Assumption: Common letters are best in the center of keyboard

• Assign score to keyboard positions ( p )

  Score(xp,yp) = abs(N/2 - xp) + abs(M/2 - yp )

• Assign score to common letters

  • ignore pairings
  • sort letters into increasing frequency
  • score( l ) = index of l in sorted letters

• Objective function

  O = sum over all l ( score( l ) * score ( xl, yl )

• Optimize O using linear programming

Assumption: Common letter pairs are best as neighbors

• Order letter pairs into increasing frequency
• score( l1, l2 ) = index of l1,l2 in sorted pairs
• Assign score to neighbor positions

score( p1, p2 ) = Pythagorean distance between p1,p2

• Objective function

O = sum over all pl1,l2 ( score(l1,l2 ) * score ( l1p, l2p ) )

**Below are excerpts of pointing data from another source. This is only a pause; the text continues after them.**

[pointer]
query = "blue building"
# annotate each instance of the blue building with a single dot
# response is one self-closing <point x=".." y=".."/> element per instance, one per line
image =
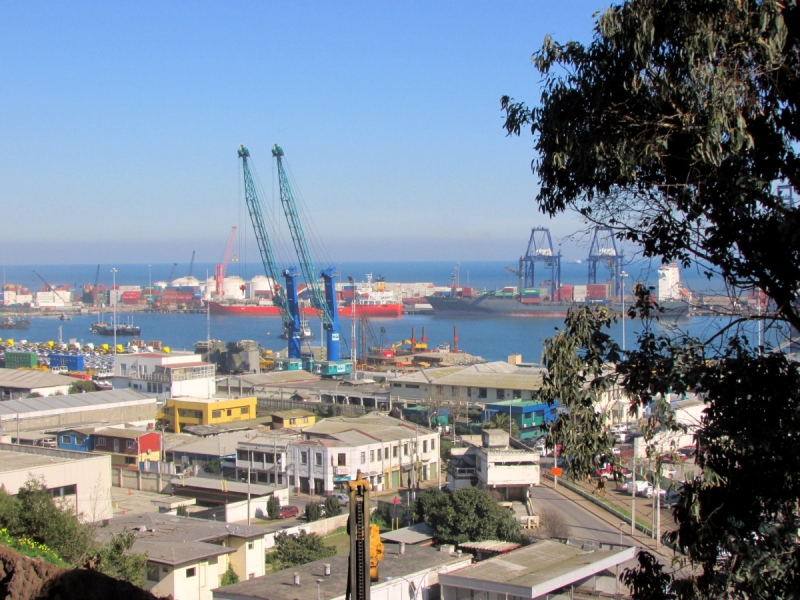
<point x="529" y="415"/>
<point x="76" y="439"/>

Note: This objective function is intractable. If youR input test is of any significant length then the number of letter pairs will approach 26 * 26 ( assuming English and lower case ) - suggest you just count the 10 or so most frequent. Then you will have to use random search or hill climbing to explore the the objective function. It might be a good idea to initialize hill climbing with an arrangement generated by a greedy algorithm, placing the most frequent letter pairs adjacent to each other until there is no more room.

( Perhaps you begin to see why, after all these years, we are still stuck with QWERTYUIOP :-)